Journalism credibility has taken a deep dive in the era of the Trump administration as liberal journalists lower their standards when covering a president they can’t tolerate. The New York Times has even admitted they have changed the rules when it comes to news concerning President Trump.
Now it seems this attitude even applies to medical research. The British medical journal The Lancet recently published a study suggesting the antimalaria drug hydroxychloroquine (HCL), which Trump has promoted and used, is dangerous. But now TheLancet is backpedaling as it becomes clear the research data for this study has been discredited.
Hydroxychloroquine has been in common use worldwide for over sixty years and has been safely used to treat malaria, rheumatoid arthritis, and lupus. When early studies in China showed no COVID-19 cases in patients who concurrently were taking HCL for lupus, doctors hypothesized it provided prophylactic protection. When other studies in France showed promising results, the FDA approved it for emergency use for COVID-19.
The Wall Street Journal editorial board say Democrats and the media assailed Trump for promoting “voodoo medicine” since randomized clinical trials have not confirmed HCL’s benefits. Senate Minority Leader Chuck Schumer attacked the Department of Veterans Affairs for launching clinical trials after a small study found 27.8% of veterans receiving the drug died compared to 11.2% who didn’t. But patients given HCL displayed much worse clinical vital signs including lower blood oxygen levels. VA Secretary Robert Wilkie has explained that “we used this in the last hours of a veteran’s life in the hopes it could prolong this life.”
Adding fuel to this political fire was the initial report of TheLancet, published May 22, that showed a 30% increase in mortality based on 96,032 COVID-19 patient records that the data company Surgisphere claimed to have collected from 671 hospitals on six continents. As a result, the World Health Organization halted its global HCL clinical trial and many countries banned the drug as a COVID-19 treatment.
But The Lancet study quickly came under fire when scientists around the world reviewed the data. They spotted glaring errors such as obesity and smoking rates in the study were the same across six continents. In a letter to TheLancet’s editors last week, 120 scientists criticized the study’s sloppiness and aggregation of patients who were different in many respects including HCL dosages and the severity of illness. The study also had not undergone an ethics review and The Lancet had broken its pledge to share all data and code on COVID-19 studies. Surgisphere is now under investigation concerning the sources of their data.
The Lancet recently published an “Expression of Concern” about the study and said it would undergo “an independent data audit.” If there is any doubt their work may be politically biased, one only has to read an editorial published by the Lancet editors last month urging Americans to vote out President Trump.
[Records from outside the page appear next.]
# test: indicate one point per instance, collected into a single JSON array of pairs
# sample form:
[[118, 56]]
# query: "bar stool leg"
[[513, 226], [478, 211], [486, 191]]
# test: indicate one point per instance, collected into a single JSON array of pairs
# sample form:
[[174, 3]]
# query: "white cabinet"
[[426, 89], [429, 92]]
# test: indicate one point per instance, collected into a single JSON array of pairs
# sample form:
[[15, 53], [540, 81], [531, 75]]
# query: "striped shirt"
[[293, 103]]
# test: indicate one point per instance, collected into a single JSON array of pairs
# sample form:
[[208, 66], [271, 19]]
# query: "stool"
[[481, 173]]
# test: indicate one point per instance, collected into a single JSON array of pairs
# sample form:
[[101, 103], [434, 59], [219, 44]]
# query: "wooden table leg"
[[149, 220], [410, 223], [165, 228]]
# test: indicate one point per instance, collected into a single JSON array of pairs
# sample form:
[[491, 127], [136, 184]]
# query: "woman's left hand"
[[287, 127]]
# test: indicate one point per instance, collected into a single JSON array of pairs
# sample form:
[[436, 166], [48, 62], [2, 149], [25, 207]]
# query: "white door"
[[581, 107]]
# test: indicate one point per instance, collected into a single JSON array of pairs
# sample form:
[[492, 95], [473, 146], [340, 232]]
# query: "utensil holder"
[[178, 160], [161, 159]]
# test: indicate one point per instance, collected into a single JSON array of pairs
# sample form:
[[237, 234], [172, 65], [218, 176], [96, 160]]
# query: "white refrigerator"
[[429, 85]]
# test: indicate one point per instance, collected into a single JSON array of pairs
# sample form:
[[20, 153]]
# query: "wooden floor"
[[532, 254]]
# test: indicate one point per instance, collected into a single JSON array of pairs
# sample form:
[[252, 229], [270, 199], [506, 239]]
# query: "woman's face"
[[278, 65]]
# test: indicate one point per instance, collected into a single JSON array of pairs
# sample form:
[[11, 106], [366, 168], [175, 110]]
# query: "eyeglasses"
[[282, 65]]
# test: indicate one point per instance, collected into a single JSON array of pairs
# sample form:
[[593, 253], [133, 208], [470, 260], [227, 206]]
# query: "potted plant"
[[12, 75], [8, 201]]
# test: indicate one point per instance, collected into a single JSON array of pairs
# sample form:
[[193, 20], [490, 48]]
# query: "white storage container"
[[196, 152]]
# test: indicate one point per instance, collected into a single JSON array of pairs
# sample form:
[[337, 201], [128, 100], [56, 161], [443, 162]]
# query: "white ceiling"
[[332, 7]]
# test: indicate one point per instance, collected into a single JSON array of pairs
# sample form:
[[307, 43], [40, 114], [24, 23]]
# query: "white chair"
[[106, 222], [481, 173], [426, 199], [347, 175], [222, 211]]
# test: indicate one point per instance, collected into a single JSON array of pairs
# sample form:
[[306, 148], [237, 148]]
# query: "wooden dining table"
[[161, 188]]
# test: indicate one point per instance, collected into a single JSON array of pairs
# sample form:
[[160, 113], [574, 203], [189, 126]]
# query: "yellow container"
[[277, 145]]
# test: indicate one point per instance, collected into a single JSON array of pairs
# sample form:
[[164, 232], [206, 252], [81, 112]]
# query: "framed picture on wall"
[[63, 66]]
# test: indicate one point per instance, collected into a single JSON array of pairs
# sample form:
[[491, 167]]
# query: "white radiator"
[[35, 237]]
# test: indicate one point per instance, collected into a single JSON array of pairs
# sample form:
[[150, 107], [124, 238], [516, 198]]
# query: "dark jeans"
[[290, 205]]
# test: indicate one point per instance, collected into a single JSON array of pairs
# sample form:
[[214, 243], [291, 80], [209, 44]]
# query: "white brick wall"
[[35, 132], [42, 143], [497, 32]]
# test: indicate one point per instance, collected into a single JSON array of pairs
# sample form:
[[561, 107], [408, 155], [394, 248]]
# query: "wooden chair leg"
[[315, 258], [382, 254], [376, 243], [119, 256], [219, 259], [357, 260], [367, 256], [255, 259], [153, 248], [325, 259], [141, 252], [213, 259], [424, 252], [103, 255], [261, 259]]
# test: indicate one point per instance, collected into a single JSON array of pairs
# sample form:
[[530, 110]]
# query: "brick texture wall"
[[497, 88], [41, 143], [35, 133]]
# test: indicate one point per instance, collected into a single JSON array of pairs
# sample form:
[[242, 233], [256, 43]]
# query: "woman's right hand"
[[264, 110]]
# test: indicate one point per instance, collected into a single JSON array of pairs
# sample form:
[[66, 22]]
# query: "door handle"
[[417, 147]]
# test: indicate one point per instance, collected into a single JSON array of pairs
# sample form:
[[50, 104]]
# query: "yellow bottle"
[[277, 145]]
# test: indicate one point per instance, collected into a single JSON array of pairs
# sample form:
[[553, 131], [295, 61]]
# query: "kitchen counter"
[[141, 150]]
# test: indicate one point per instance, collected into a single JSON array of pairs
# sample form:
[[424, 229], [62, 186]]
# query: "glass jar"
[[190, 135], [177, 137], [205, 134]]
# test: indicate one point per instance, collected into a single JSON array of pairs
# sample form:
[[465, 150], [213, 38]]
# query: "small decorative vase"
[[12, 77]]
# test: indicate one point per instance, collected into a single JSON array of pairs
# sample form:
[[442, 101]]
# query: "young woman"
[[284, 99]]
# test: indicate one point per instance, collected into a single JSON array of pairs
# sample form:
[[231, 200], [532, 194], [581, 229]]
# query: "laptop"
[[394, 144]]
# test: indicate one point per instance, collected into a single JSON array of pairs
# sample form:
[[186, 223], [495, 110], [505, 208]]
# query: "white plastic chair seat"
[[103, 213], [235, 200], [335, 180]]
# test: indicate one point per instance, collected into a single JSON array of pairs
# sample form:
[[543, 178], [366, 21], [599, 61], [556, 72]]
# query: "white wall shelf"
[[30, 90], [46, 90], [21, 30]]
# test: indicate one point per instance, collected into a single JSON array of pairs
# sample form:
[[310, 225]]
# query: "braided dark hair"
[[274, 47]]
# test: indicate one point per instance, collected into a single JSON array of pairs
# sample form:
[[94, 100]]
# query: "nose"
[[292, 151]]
This is not the first time The Lancet has been at the center of controversial studies. In 1998, a British doctor, Andrew Wakefield, published an article in The Lancet. Wakefield did intestinal biopsies on 12 children with intestinal symptoms and developmental disorders, 10 of whom were autistic, and found intestinal inflammation. The parents of 8 of the autistic children believed their symptoms began after receiving the measles, mumps, and rubella (MMR) vaccine. The published paper clearly said, “We did not find an association between measles, mumps, and rubella vaccine and the syndrome described. Virologic studies are underway that may help to resolve this issue.”
However, despite this disclaimer in the paper, Wakefield held a press conference to say the MMR vaccine probably caused autism and he recommended stopping MMR vaccinations. Instead, he recommended giving the vaccinations separately at intervals of a year or more.
Wakefield’s analysis was thoroughly discredited later and he was found to have done questionable research on other subjects as well. The Lancet retracted his original paper. Richard Horton, editor of The Lancet, described the original paper as “fatally flawed” and apologized for publishing it. Ten of the original 12 co-authors published a retraction stating:
“We wish to make it clear that in this paper no causal link was established between the vaccine and autism, as the data were insufficient. However, the possibility of a link was raised, and consequent events have had major implications for public health. In view of this, we consider now is the appropriate time that we should together formally retract the interpretation placed upon these findings in the paper, according to precedent.”
The damage from this poorly vetted research continues today as many still believe autism is associated with vaccinations. The Lancet bears responsibility for this publishing malpractice. Now they have done it again, apparently due to their political bias. There is no place in medicine and medical research for political bias. Scientific research should be above the political world if we are ever to have faith in the accuracy of its conclusions. The Lancet has failed us again.